问题很简单。我有一个AWK脚本,我有两个字符串(名称)。如果它们具有相同的长度,我需要根据ASCII选择aplhabet中“更快”的那个。
first example:
第一个例子:
1st string = "aac", 2nd string = "aab"
result: aab
结果:aab
second example:
第二个例子:
1st string = "Donald J Cat", 2nd string = "Donald J Bat"
result : Donald J Bat
结果:唐纳德J蝙蝠
Is there a simple way how to do it in AWK ?
在AWK中有一个简单的方法吗?
3 个解决方案
#1
2
With awk:
用awk:
if ("aab" < "aac") {print "aab is sooner"}
#2
0
assume the compared fields are first and second, print the one that is shorter, or if equal length based on lexical order (aka dictionary order)
假设比较字段是第一个和第二个,打印较短的一个,或者如果基于词汇顺序(也就是字典顺序)等长
awk '...
len1=length($1); len2=length($2);
f = len1<len2 || (len1==len2 && $1<$2);
print f?$1:$2; ...'
if you want case insensitive change to tolower($1)<tolower($2)
如果您希望不区分大小写更改为tolower($ 1)
#3
0
If you are only dealing with two strings, you can use awk's behavior with string comparison and a ternary to assign the two strings to a single string in the order you describe:
如果您只处理两个字符串,则可以使用字符串比较的awk行为和三元组按照您描述的顺序将两个字符串分配给单个字符串:
$ echo "aac,aab
Donald J Cat,Donald J Bat
zoom batman,ahem Mr President
zzzzzz,a
aa,z" | awk -F, '{s=$1<$2 ? $1 "," $2 : $2 "," $1; print s}'
aab,aac
Donald J Bat,Donald J Cat
ahem Mr President,zoom batman
a,zzzzzz
aa,z
This will print the two words in asciibetical order; an a
beats a full hand of zzzz
's
这将以asciibetical顺序打印两个单词;一个击败zzzz的全部手
If you wanted to sort more than one string, and you have a recent gawk
vs POSIX awk, you can use PROCINFO
to traverse an array sorted by values:
如果你想排序多个字符串,并且你有一个最近的gawk vs POSIX awk,你可以使用PROCINFO来遍历按值排序的数组:
echo "aac,aab,Donald J Cat,Donald J Bat
zoom batman,ahem Mr President,zzzzzz,a,aa,zz" | awk -F, '{s="";split("",a);
for (i=1;i<=NF;i++) a[i]=$i
PROCINFO["sorted_in"] = "@val_num_asc"
for (e in a) s=s a[e] ","
print gensub(",$","","1",s)}'
Donald J Bat,Donald J Cat,aab,aac
a,aa,ahem Mr President,zoom batman,zz,zzzzzz
Note that in asciibetical sorting 'D'<'a'
. In gawk, it is easy to write a custom comparison function if needed.

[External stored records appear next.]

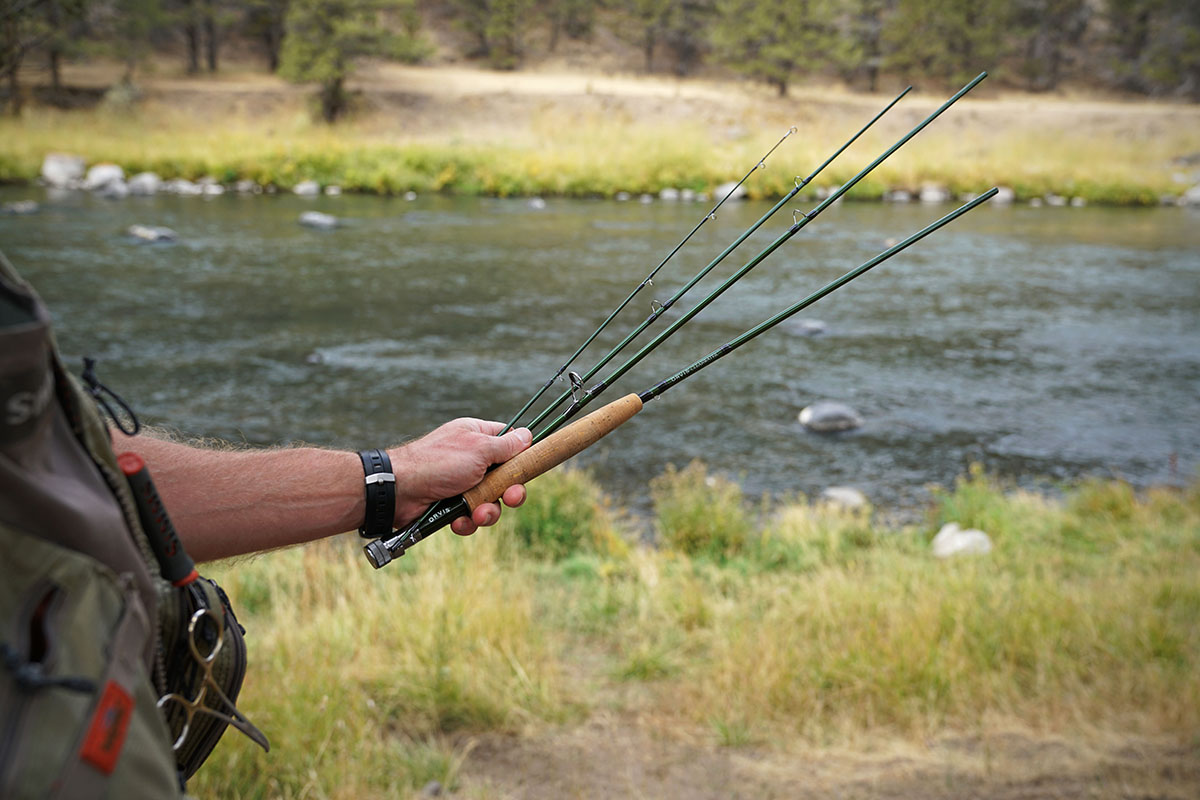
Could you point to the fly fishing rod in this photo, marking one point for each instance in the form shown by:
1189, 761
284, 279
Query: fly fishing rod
444, 511
573, 439
647, 281
799, 221
659, 308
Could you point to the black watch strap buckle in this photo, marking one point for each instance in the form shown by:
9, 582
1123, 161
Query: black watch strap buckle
381, 487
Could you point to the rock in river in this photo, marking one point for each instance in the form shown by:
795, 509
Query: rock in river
151, 233
829, 417
318, 220
952, 540
102, 176
844, 497
145, 184
19, 208
63, 170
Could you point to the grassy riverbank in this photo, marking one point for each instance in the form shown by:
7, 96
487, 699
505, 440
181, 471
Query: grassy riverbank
468, 133
753, 631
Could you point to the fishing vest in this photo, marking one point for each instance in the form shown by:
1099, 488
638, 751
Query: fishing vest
91, 636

请注意,在asciibetical排序'D'<'a'。在gawk中,如果需要,可以很容易地编写自定义比较函数。
#1
2
With awk:
用awk:
if ("aab" < "aac") {print "aab is sooner"}
#2
0
assume the compared fields are first and second, print the one that is shorter, or if equal length based on lexical order (aka dictionary order)

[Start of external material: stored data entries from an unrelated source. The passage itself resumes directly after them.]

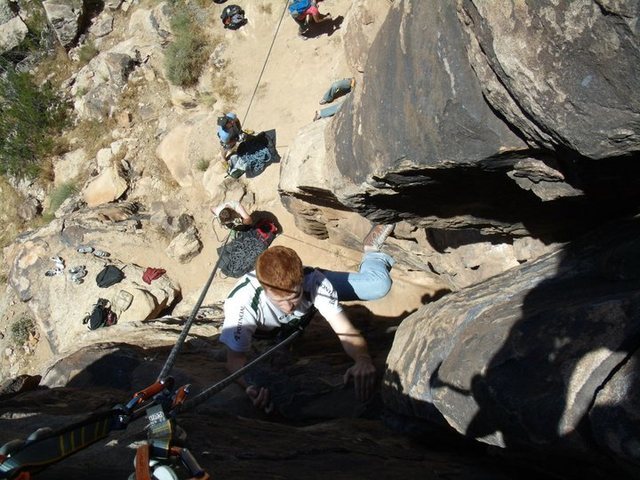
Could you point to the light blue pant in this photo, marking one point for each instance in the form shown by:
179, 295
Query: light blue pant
371, 282
339, 87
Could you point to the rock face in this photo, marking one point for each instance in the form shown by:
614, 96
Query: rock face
465, 107
65, 17
226, 434
49, 297
493, 134
540, 357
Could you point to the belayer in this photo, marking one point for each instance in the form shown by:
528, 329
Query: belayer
229, 133
306, 11
281, 292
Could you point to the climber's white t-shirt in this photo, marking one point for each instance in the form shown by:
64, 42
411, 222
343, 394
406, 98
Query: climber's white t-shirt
247, 308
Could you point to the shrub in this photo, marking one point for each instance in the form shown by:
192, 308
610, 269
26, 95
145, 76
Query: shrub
187, 54
60, 194
30, 118
21, 329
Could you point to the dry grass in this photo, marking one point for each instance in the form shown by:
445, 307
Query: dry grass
12, 224
225, 89
265, 8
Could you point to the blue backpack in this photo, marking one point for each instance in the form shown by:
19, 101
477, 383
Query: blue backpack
298, 7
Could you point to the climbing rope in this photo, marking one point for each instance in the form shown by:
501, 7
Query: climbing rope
275, 35
185, 330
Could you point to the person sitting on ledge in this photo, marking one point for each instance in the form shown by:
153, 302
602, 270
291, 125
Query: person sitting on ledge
281, 291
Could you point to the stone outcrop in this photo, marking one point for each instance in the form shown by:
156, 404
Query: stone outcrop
65, 17
97, 87
516, 148
12, 32
540, 357
49, 297
226, 434
108, 186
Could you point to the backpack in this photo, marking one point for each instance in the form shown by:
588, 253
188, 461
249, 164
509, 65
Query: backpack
233, 17
239, 255
109, 275
101, 316
298, 7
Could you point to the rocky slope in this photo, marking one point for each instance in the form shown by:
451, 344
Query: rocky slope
495, 137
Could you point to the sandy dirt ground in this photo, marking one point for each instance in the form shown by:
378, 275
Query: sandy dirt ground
280, 78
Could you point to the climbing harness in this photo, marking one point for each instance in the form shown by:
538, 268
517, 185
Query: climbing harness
163, 456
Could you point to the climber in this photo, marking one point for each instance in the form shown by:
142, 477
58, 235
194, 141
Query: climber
232, 215
281, 292
230, 134
306, 11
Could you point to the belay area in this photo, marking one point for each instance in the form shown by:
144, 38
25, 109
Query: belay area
501, 139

假设比较字段是第一个和第二个,打印较短的一个,或者如果基于词汇顺序(也就是字典顺序)等长
awk '...
len1=length($1); len2=length($2);
f = len1<len2 || (len1==len2 && $1<$2);
print f?$1:$2; ...'
if you want case insensitive change to tolower($1)<tolower($2)

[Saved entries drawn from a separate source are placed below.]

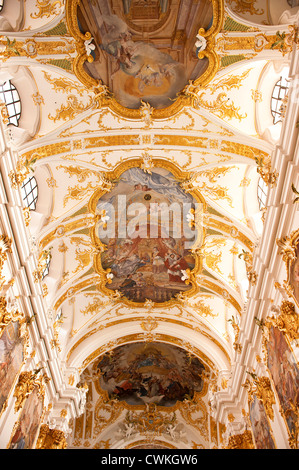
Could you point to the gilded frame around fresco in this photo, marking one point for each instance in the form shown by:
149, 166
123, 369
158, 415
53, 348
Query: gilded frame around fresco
6, 318
288, 324
105, 99
287, 247
111, 178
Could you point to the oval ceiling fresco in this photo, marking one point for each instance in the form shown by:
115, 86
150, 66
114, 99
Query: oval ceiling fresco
145, 51
147, 235
151, 373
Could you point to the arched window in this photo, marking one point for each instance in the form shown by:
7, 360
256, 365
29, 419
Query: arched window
47, 268
279, 97
262, 192
30, 192
10, 96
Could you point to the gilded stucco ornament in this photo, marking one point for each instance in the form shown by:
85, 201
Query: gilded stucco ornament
5, 247
288, 249
105, 274
205, 42
50, 438
241, 441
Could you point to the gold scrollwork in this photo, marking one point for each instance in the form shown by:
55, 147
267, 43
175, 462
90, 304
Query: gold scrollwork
261, 388
50, 438
106, 99
241, 441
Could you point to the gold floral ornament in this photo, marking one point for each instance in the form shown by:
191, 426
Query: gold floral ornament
245, 6
50, 438
144, 78
248, 258
28, 381
261, 388
286, 321
236, 328
288, 248
5, 247
241, 441
47, 8
42, 263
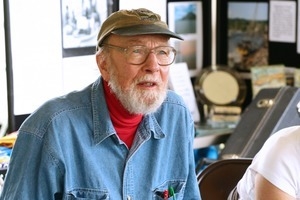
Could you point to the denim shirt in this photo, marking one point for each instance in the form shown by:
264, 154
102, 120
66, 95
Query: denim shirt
69, 149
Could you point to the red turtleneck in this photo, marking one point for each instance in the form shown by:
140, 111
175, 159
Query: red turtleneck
125, 123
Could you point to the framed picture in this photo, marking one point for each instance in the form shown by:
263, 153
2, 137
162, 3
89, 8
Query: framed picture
185, 18
242, 33
81, 21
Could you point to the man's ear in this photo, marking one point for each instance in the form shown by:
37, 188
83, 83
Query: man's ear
102, 65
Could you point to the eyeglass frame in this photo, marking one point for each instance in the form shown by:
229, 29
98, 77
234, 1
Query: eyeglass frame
125, 50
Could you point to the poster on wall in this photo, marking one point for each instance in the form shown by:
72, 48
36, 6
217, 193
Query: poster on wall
81, 21
185, 18
247, 34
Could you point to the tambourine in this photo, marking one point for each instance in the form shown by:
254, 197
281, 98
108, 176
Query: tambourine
220, 86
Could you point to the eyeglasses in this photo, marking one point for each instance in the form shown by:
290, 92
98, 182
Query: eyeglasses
136, 55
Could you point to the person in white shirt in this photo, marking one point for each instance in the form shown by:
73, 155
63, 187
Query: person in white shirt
275, 170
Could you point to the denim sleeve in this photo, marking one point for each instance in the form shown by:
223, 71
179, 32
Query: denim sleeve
32, 174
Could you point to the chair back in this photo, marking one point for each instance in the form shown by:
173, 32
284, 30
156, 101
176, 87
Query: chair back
218, 179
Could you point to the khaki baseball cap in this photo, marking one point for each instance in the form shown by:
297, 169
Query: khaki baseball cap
134, 22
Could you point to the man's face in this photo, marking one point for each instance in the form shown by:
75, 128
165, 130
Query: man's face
141, 88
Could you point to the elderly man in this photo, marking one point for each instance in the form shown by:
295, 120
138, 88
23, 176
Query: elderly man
123, 137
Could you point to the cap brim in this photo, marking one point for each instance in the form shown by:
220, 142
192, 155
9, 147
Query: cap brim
144, 30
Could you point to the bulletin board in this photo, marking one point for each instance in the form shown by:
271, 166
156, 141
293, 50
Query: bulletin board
271, 29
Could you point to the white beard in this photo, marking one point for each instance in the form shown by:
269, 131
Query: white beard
138, 101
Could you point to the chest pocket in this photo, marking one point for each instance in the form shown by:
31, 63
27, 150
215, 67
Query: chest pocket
173, 188
87, 194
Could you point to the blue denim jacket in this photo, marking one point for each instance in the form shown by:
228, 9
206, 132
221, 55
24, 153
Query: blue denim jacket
68, 149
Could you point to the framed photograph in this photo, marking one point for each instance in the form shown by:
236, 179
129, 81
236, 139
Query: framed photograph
242, 34
185, 18
81, 21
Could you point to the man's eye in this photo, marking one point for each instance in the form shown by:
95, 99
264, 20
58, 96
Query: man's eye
162, 52
137, 50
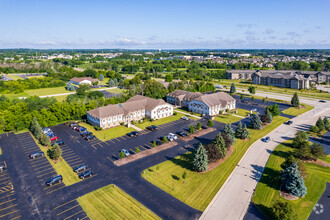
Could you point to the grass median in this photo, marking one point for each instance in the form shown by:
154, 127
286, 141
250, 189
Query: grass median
267, 191
298, 111
111, 202
198, 189
61, 167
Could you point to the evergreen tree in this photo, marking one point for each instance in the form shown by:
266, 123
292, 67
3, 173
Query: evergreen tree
101, 77
320, 124
200, 161
228, 130
269, 116
232, 88
326, 123
220, 144
239, 130
44, 140
198, 126
292, 181
295, 100
246, 133
256, 122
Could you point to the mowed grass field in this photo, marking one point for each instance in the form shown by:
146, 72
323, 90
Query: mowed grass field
163, 120
298, 111
111, 202
198, 189
61, 167
108, 133
267, 191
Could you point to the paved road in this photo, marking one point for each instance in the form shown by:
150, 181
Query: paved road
233, 199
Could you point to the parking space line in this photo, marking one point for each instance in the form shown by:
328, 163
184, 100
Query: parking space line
64, 204
55, 190
44, 170
68, 209
8, 207
8, 213
7, 201
73, 214
7, 196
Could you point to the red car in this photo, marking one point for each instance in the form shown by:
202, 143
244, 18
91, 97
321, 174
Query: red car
54, 138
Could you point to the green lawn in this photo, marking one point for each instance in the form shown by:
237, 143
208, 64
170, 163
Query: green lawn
61, 168
108, 133
162, 120
198, 189
111, 202
297, 111
267, 191
227, 119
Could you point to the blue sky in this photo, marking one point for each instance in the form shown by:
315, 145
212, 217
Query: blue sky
167, 24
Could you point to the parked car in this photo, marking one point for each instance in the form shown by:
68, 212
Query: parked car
86, 174
2, 168
266, 139
80, 168
130, 134
36, 155
54, 138
172, 136
136, 133
181, 133
60, 142
152, 127
126, 152
85, 133
54, 180
80, 129
157, 142
89, 137
288, 122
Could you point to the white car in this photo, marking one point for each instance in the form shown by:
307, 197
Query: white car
173, 136
126, 152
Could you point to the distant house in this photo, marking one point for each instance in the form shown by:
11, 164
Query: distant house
136, 108
281, 79
83, 80
206, 104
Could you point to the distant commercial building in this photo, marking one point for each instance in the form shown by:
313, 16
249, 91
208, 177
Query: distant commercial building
83, 80
136, 108
206, 104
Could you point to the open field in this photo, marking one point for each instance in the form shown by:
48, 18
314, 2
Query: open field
61, 167
297, 111
267, 191
162, 120
111, 202
108, 133
198, 189
245, 85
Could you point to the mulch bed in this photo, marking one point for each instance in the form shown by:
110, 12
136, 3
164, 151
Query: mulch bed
144, 153
215, 164
198, 134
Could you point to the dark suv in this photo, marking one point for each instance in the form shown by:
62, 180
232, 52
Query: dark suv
54, 180
86, 174
36, 155
80, 168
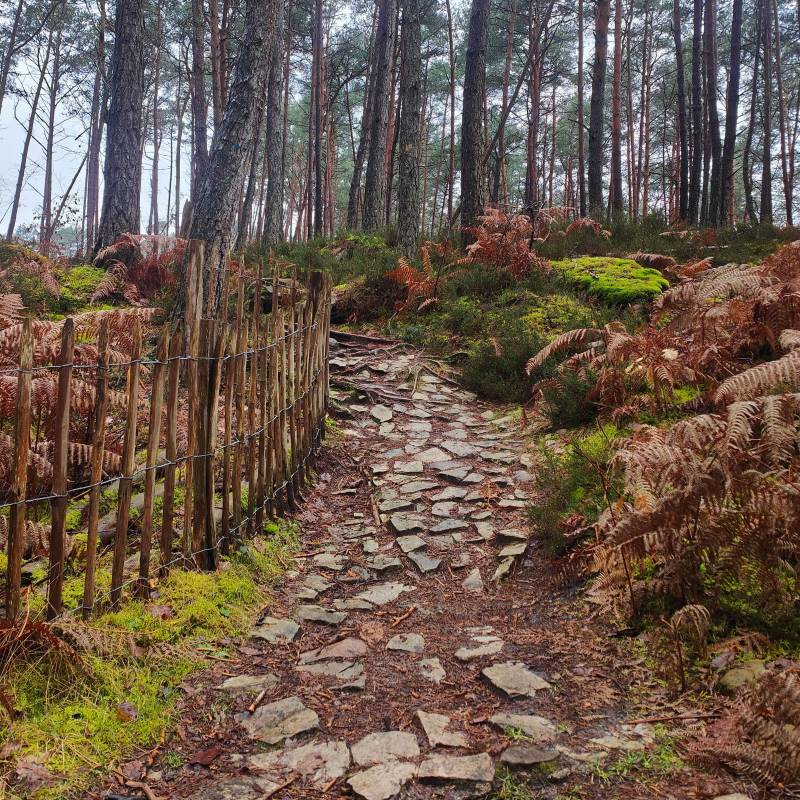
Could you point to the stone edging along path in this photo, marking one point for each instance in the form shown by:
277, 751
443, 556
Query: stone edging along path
400, 654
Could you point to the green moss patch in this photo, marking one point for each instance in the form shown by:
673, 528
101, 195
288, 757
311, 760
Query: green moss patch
617, 281
74, 722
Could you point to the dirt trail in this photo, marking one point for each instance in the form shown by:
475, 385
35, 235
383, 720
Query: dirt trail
419, 627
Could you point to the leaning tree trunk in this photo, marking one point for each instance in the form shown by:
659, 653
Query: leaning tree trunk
683, 134
123, 167
273, 216
411, 109
218, 196
731, 113
597, 104
375, 180
472, 183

如果您希望不区分大小写更改为tolower($ 1)
#3
0
If you are only dealing with two strings, you can use awk's behavior with string comparison and a ternary to assign the two strings to a single string in the order you describe:
如果您只处理两个字符串,则可以使用字符串比较的awk行为和三元组按照您描述的顺序将两个字符串分配给单个字符串:
$ echo "aac,aab
Donald J Cat,Donald J Bat
zoom batman,ahem Mr President
zzzzzz,a
aa,z" | awk -F, '{s=$1<$2 ? $1 "," $2 : $2 "," $1; print s}'
aab,aac
Donald J Bat,Donald J Cat
ahem Mr President,zoom batman
a,zzzzzz
aa,z
This will print the two words in asciibetical order; an a
beats a full hand of zzzz
's
这将以asciibetical顺序打印两个单词;一个击败zzzz的全部手
If you wanted to sort more than one string, and you have a recent gawk
vs POSIX awk, you can use PROCINFO
to traverse an array sorted by values:
如果你想排序多个字符串,并且你有一个最近的gawk vs POSIX awk,你可以使用PROCINFO来遍历按值排序的数组:
echo "aac,aab,Donald J Cat,Donald J Bat
zoom batman,ahem Mr President,zzzzzz,a,aa,zz" | awk -F, '{s="";split("",a);
for (i=1;i<=NF;i++) a[i]=$i
PROCINFO["sorted_in"] = "@val_num_asc"
for (e in a) s=s a[e] ","
print gensub(",$","","1",s)}'
Donald J Bat,Donald J Cat,aab,aac
a,aa,ahem Mr President,zoom batman,zz,zzzzzz
Note that in asciibetical sorting 'D'<'a'
. In gawk, it is easy to write a custom comparison function if needed.
请注意,在asciibetical排序'D'<'a'。在gawk中,如果需要,可以很容易地编写自定义比较函数。